Global index compiler MSCI included 226 China large-cap A shares on its MSCI Emerging Markets Index at the close of trading Thursday.

These stocks, at a partial inclusion factor of 2.5 percent, have an aggregate weight of 0.4 percent in the index. In the second step of the inclusion in September, the factor and weighting will increase to 5 percent and 0.79 percent.

MSCI indices are tracked by global funds at an estimated amount of 3.7 trillion U.S. dollars.

"International institutional investors are devoting more time and resources to learning how to navigate Chinese markets," said Chin Ping Chia, head of research for Asia Pacific at MSCI.

From the beginning of May until market close Wednesday, net inflows of funds from Hong Kong to the Shanghai and Shenzhen stock exchanges reached 45.1 billion yuan (about 7 billion dollars), the highest month since December 2016.

While A shares are now only partially included, increased weighting in the future will bring much more foreign investment to the market.

"If the Chinese market continues to liberalize to the point of warranting full inclusion in the future, Chinese stocks -- A shares and other share classes -- could comprise more than 40 percent of the MSCI Emerging Markets Index," Chia said.

"Additionally, should China mid-cap A shares ever be added to the index, Chinese companies would represent nearly one out of every two investment opportunities available to emerging-market investors," he said.

A steady Chinese economy with a positive outlook means the attraction of the mainland stock market will only become stronger in future.

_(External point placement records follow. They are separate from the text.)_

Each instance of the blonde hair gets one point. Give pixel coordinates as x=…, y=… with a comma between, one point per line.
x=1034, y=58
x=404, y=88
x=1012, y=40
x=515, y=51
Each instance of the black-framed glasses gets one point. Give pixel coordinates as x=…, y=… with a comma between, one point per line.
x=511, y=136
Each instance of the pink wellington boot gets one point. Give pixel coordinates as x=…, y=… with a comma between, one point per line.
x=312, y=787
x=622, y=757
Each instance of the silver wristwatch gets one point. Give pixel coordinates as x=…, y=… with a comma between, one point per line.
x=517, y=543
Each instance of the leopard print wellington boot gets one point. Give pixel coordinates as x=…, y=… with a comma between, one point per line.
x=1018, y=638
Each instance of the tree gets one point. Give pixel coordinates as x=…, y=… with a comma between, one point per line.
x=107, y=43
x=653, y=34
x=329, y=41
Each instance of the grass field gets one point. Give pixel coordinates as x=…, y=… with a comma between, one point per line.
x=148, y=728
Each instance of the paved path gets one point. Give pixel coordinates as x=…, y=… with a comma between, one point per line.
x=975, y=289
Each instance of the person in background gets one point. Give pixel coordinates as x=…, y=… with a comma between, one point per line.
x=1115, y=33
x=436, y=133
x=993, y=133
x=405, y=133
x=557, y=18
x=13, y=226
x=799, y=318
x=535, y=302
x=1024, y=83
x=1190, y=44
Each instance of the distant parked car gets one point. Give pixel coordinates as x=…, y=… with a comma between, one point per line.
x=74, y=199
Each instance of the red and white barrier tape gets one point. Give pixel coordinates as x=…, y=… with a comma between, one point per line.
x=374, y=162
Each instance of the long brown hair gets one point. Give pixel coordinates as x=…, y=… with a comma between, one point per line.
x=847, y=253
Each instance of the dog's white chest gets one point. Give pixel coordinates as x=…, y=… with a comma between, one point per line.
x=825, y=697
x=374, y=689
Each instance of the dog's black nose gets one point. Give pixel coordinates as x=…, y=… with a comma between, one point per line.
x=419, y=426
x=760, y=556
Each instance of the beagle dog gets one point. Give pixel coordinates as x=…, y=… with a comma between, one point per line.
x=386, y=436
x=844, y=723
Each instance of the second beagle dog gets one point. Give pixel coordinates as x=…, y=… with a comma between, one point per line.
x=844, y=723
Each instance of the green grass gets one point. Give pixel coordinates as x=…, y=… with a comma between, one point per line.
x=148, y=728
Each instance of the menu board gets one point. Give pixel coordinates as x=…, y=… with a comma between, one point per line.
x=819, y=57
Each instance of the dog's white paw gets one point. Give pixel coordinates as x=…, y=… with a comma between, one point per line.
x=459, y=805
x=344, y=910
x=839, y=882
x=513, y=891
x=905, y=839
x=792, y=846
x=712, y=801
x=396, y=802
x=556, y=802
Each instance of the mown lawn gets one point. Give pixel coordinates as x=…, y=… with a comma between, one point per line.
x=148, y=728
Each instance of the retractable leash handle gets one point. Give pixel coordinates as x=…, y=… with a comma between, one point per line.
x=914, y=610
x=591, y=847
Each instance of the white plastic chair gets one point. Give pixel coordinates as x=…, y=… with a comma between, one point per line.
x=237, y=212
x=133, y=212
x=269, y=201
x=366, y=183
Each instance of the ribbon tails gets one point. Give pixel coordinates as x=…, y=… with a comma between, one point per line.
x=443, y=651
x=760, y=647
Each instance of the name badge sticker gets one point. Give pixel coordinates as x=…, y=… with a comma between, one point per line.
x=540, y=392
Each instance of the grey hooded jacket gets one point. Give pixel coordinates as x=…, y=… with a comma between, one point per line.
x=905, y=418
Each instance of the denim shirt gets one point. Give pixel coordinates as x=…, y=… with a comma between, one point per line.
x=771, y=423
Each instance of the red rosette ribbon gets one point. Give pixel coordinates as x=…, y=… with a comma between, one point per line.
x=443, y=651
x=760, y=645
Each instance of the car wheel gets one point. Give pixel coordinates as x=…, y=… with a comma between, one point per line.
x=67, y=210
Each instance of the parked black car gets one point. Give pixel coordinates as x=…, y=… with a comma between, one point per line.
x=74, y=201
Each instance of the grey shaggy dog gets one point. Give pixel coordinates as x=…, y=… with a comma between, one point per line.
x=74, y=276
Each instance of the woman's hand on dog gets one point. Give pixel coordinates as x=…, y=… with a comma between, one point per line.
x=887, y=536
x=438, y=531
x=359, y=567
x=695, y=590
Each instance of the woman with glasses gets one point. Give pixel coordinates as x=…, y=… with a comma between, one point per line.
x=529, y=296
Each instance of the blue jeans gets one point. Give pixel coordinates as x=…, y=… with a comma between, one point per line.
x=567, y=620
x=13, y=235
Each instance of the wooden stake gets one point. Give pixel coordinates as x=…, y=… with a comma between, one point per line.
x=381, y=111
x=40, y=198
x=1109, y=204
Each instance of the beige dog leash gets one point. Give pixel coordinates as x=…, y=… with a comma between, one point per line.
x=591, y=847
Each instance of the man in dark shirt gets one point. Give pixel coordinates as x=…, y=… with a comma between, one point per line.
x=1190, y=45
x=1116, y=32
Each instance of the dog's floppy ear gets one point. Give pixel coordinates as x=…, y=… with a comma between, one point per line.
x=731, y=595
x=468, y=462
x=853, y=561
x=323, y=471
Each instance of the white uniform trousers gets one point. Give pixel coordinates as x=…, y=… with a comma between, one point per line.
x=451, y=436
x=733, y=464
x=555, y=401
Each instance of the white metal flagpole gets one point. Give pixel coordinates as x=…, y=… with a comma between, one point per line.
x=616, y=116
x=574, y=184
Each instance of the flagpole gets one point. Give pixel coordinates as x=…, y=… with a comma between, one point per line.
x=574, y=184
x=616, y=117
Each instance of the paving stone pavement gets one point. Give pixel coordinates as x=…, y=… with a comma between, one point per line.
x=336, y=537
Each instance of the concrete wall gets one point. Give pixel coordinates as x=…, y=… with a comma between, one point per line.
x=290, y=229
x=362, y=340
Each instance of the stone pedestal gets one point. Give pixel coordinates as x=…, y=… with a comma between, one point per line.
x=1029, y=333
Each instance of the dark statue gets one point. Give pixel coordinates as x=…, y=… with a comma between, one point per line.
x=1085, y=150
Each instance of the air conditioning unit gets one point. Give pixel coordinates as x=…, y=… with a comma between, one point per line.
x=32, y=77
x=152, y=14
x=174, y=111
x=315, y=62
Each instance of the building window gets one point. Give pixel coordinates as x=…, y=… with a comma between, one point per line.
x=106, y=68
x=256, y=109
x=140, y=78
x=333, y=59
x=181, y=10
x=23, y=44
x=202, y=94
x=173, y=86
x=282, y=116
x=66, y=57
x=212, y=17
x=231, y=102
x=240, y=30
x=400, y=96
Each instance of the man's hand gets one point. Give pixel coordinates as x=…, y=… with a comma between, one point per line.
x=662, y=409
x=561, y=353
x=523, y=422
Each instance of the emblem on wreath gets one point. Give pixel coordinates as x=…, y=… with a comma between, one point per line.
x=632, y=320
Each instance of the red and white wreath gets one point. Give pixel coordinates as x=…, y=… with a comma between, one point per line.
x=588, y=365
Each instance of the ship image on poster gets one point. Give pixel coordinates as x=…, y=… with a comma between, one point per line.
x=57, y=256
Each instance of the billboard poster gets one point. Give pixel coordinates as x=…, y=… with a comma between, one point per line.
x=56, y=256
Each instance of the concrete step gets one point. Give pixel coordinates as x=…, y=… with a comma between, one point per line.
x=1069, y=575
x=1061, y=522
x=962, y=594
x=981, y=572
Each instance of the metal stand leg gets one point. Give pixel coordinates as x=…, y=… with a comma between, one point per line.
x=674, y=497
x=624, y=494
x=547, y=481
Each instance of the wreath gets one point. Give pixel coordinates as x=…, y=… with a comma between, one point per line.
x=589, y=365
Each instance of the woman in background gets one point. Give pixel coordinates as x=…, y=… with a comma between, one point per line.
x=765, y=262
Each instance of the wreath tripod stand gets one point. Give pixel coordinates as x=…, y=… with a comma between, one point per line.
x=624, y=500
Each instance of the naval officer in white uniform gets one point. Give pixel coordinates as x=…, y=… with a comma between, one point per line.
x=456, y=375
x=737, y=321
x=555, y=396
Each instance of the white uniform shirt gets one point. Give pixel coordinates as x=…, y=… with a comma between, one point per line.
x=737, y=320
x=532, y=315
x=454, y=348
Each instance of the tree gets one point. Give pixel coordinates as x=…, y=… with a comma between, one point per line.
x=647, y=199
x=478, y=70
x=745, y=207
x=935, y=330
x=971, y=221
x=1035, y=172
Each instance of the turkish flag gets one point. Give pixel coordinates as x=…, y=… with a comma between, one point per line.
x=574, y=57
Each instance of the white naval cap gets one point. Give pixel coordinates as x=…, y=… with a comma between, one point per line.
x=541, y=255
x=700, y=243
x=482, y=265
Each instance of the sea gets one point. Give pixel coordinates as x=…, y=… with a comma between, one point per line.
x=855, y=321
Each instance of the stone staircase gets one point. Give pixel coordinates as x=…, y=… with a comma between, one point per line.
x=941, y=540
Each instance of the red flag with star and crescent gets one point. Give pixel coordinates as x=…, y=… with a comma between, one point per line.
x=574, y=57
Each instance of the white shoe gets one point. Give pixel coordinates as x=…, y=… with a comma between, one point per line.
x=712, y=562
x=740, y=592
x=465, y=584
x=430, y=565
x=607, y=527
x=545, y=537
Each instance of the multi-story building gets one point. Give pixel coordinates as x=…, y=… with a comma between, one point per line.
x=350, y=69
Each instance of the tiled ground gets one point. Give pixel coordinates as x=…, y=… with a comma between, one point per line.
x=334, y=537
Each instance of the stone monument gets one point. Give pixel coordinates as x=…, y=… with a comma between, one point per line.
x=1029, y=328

"Global institutional investors are currently underweighted in Chinese assets. As the importance of China's economy and the yuan increases, adding positions on these assets will become the norm for foreign funds," said Fang Xinghai, vice chairman of the China Securities Regulatory Commission.

Sun Yu, a researcher from securities joint venture HSBC Qianhai, estimates the two-step inclusion will lead to inflows of over 22 billion. In the coming five to 10 years, the amount will exceed 600 billion dollars.

"The A-share market, and China's capital market and financial sector at large is speeding up the pace of opening up," Sun said. "The more open a market becomes, the more efficient in pricing and the more regulated it is."

While the MSCI inclusion is recognition of China's past achievements in financial market development and openness, the government is taking more steps forward, including expanding the daily quotas for mainland-Hong Kong stock connect programs and relaxing foreign ownership restrictions in financial companies.

"In the short term, immediate foreign fund inflows will not have a major impact, given the large size and transaction volume of the A-share market," said Gao Ting, a UBS Securities analyst.

In the longer term, more profound changes are expected.

"The A-share market is getting more and more aligned with the international markets. This will bring a lot of changes to market practices, including improvements in corporate governance, information disclosure and regulation," Gao said.